Most ACT Science questions only test your ability to interpret scientific data and viewpoints. Some, however, also test your knowledge of scientific subjects such as chemistry, biology and physics. Because these questions are drawn from such a wide range of topics (basically anything you’ve studied in high school science), it’s impossible to predict what they’ll ask about.
You might see anywhere from 0-4 questions on any given test asking about these topics. Since there are only 40 questions on ACT Science, questions about actual scientific concepts you’ve studied in school usually don’t make up more than 10% of any section. Missing them should only have a minimal impact on your score then. Nevertheless, you want to try to answer these questions correctly—if only because they’re often some of the easiest questions on the test to pick points up on. Why?
There is a very easy method to solve these problems, one that doesn’t involve reviewing every single topic in biology, physics and chemistry. That method is using your own intuition.
When you see one of these questions, you first want to make sure that any information in the answer choices accords with what’s stated in the passage. Sometimes an answer will be wrong because something in an answer choice—even if only a word or two—disagrees with something established in the passage.

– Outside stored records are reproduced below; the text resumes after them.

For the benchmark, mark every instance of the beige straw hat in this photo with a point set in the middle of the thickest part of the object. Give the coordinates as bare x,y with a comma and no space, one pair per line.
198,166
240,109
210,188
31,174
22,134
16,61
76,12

Next, try to reason out which answer choice would make the most common sense. Very often these questions can be solved without technical scientific knowledge, but with intuition alone.
Let’s look at a hypothetical question:
How does allopane gas affect the planet?
A) It cools the planet by giving off UV radiation to space.
B) It cools the planet by absorbing heat coming up from the earth’s surface.
C) It heats the planet by giving off UV radiation to space.
D) It heats the planet by absorbing heat coming up from the earth’s surface.
First look back to the passage – does it tell you what the gas actually does? Yes, this (hypothetical) passage tells you the gas heats the planet. Eliminate A and B – now you’re down to two possible answers, C and D.
You don’t really know how allopane gas heats the planet, but between C and D, which sounds more plausible?
Let’s look at C. UV radiation comes from the sun – think of the UV protection in your sunglasses. Things from the sun typically heat the planet. Would sending this back into space—i.e. getting rid of it, heat the planet? If anything, it would probably do the opposite, or cool things down.
How about D? If the gas absorbs heat from the earth’s surface, would that make things hotter? It definitely sounds possible – and it certainly sounds better than C!
While you won’t be able to solve every ACT science question that asks about actual science this way, you’ll be able to solve many of them. So the next time you see one of these questions, don’t panic and skip it. Instead, think of what the passage is saying as a whole and try out your own common sense on the answer choices. More often than not you’ll be able to figure things out without even knowing the actual physics, biology or chemistry behind the answers!